Joe - DT is probably right, but I'd suggest (to borrow from my own "In My Opinion" piece) the following:

"With this endorsement of personal religious experience, [William] James opened the door wide to emerging concepts about spiritual worship in daily life.  In a sense, he gave a whole generation (and indeed, future generations) of religious seekers permission to abandon traditional places of worship — the churches, temples and synagogues — and to instead worship and seek spiritual nourishment wherever and in whatever way suited them best.  Not surprisingly, many in the newly-minted Edwardian Age found that it was in Nature and in the natural world — so free from actual or perceived Victorian restraints — where they could most directly experience the divine Ground, where they could most easily share in the one Reality.  Lying with a lover on the banks of the Thames could be as spiritual as a Sunday sermon in St. Paul’s Cathedral; and so too could a round of golf played in the misty silence, as the rain fell from low grey clouds draped over a sea-side links in Scotland like a shroud".

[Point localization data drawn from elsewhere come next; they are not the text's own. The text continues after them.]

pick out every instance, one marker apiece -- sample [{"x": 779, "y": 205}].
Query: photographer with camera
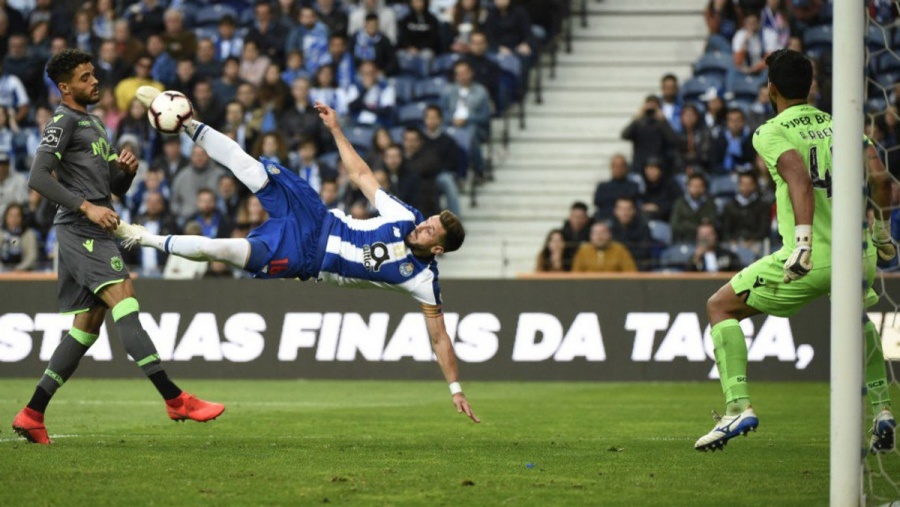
[
  {"x": 709, "y": 256},
  {"x": 651, "y": 135}
]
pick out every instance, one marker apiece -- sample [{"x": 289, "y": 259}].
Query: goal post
[{"x": 846, "y": 451}]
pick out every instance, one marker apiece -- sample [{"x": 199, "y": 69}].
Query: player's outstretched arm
[
  {"x": 880, "y": 183},
  {"x": 793, "y": 171},
  {"x": 42, "y": 180},
  {"x": 443, "y": 349},
  {"x": 122, "y": 169},
  {"x": 357, "y": 169}
]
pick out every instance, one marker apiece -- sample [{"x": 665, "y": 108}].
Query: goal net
[{"x": 881, "y": 479}]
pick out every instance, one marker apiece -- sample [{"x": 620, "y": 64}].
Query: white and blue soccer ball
[{"x": 169, "y": 112}]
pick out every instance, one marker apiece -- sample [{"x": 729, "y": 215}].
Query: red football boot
[
  {"x": 30, "y": 424},
  {"x": 188, "y": 406}
]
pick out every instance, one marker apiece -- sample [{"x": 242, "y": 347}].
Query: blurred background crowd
[
  {"x": 694, "y": 195},
  {"x": 416, "y": 83}
]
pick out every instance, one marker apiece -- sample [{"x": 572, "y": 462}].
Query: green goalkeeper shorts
[{"x": 763, "y": 285}]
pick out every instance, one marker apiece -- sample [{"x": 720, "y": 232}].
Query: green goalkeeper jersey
[{"x": 809, "y": 131}]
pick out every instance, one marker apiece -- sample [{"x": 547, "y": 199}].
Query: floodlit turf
[{"x": 401, "y": 443}]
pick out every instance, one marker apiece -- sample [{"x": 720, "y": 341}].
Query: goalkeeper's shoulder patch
[{"x": 432, "y": 311}]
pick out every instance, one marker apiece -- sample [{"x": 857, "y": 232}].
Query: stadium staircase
[{"x": 616, "y": 60}]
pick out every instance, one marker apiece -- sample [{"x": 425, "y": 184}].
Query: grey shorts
[{"x": 89, "y": 260}]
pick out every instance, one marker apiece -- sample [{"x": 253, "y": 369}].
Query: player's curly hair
[
  {"x": 791, "y": 72},
  {"x": 62, "y": 65},
  {"x": 455, "y": 234}
]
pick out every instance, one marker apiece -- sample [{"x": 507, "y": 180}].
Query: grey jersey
[{"x": 79, "y": 141}]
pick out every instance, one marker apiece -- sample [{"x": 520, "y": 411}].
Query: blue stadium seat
[
  {"x": 744, "y": 87},
  {"x": 715, "y": 64},
  {"x": 876, "y": 104},
  {"x": 895, "y": 39},
  {"x": 205, "y": 32},
  {"x": 745, "y": 255},
  {"x": 247, "y": 18},
  {"x": 330, "y": 159},
  {"x": 694, "y": 87},
  {"x": 718, "y": 43},
  {"x": 412, "y": 114},
  {"x": 677, "y": 256},
  {"x": 360, "y": 137},
  {"x": 723, "y": 186},
  {"x": 400, "y": 10},
  {"x": 638, "y": 180},
  {"x": 442, "y": 65},
  {"x": 210, "y": 15},
  {"x": 510, "y": 79},
  {"x": 403, "y": 87},
  {"x": 412, "y": 65},
  {"x": 817, "y": 39},
  {"x": 876, "y": 38},
  {"x": 429, "y": 89},
  {"x": 888, "y": 79},
  {"x": 463, "y": 138},
  {"x": 660, "y": 231},
  {"x": 397, "y": 134},
  {"x": 826, "y": 15},
  {"x": 888, "y": 62}
]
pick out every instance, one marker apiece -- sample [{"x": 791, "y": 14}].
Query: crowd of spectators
[
  {"x": 415, "y": 82},
  {"x": 695, "y": 195}
]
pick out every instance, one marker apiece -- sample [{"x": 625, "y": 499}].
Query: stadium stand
[
  {"x": 208, "y": 49},
  {"x": 564, "y": 151}
]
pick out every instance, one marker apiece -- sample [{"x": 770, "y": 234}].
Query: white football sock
[
  {"x": 200, "y": 248},
  {"x": 225, "y": 151}
]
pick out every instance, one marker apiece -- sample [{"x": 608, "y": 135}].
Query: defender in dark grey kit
[{"x": 92, "y": 276}]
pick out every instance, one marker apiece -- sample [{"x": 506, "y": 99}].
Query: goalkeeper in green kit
[{"x": 796, "y": 146}]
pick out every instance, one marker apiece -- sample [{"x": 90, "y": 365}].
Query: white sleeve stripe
[{"x": 390, "y": 208}]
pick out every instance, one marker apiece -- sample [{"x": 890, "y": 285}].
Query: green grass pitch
[{"x": 401, "y": 443}]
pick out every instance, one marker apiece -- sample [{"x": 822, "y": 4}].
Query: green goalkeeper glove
[
  {"x": 881, "y": 237},
  {"x": 799, "y": 263}
]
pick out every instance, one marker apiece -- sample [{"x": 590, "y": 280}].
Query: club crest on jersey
[
  {"x": 374, "y": 256},
  {"x": 51, "y": 136}
]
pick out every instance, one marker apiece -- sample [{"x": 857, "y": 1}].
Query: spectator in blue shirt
[{"x": 310, "y": 37}]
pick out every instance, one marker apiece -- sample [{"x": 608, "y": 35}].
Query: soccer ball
[{"x": 169, "y": 112}]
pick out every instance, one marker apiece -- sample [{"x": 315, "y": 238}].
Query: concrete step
[
  {"x": 524, "y": 212},
  {"x": 634, "y": 51},
  {"x": 488, "y": 228},
  {"x": 595, "y": 94},
  {"x": 613, "y": 7},
  {"x": 546, "y": 200},
  {"x": 648, "y": 26},
  {"x": 513, "y": 185},
  {"x": 611, "y": 78}
]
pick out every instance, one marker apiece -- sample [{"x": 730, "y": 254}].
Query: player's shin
[
  {"x": 139, "y": 346},
  {"x": 731, "y": 359},
  {"x": 62, "y": 365},
  {"x": 877, "y": 385},
  {"x": 225, "y": 151}
]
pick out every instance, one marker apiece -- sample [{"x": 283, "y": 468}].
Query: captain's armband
[{"x": 432, "y": 311}]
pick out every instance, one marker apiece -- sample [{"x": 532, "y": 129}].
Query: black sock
[
  {"x": 39, "y": 400},
  {"x": 164, "y": 385}
]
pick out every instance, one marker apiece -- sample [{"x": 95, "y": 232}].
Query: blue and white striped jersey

I think the James-Hultain-Behr-Murphy links are pretty strong; and, while the Bernard Darwins of the world (from what I've read by him) rarely or ever made such thoughts explicit, there was in his already elegant writing an undercurrent, a sense that "these great courses and this great game mean something -- it is more than a game, more than a field of play".  And I think that feeling comes across the ages to us.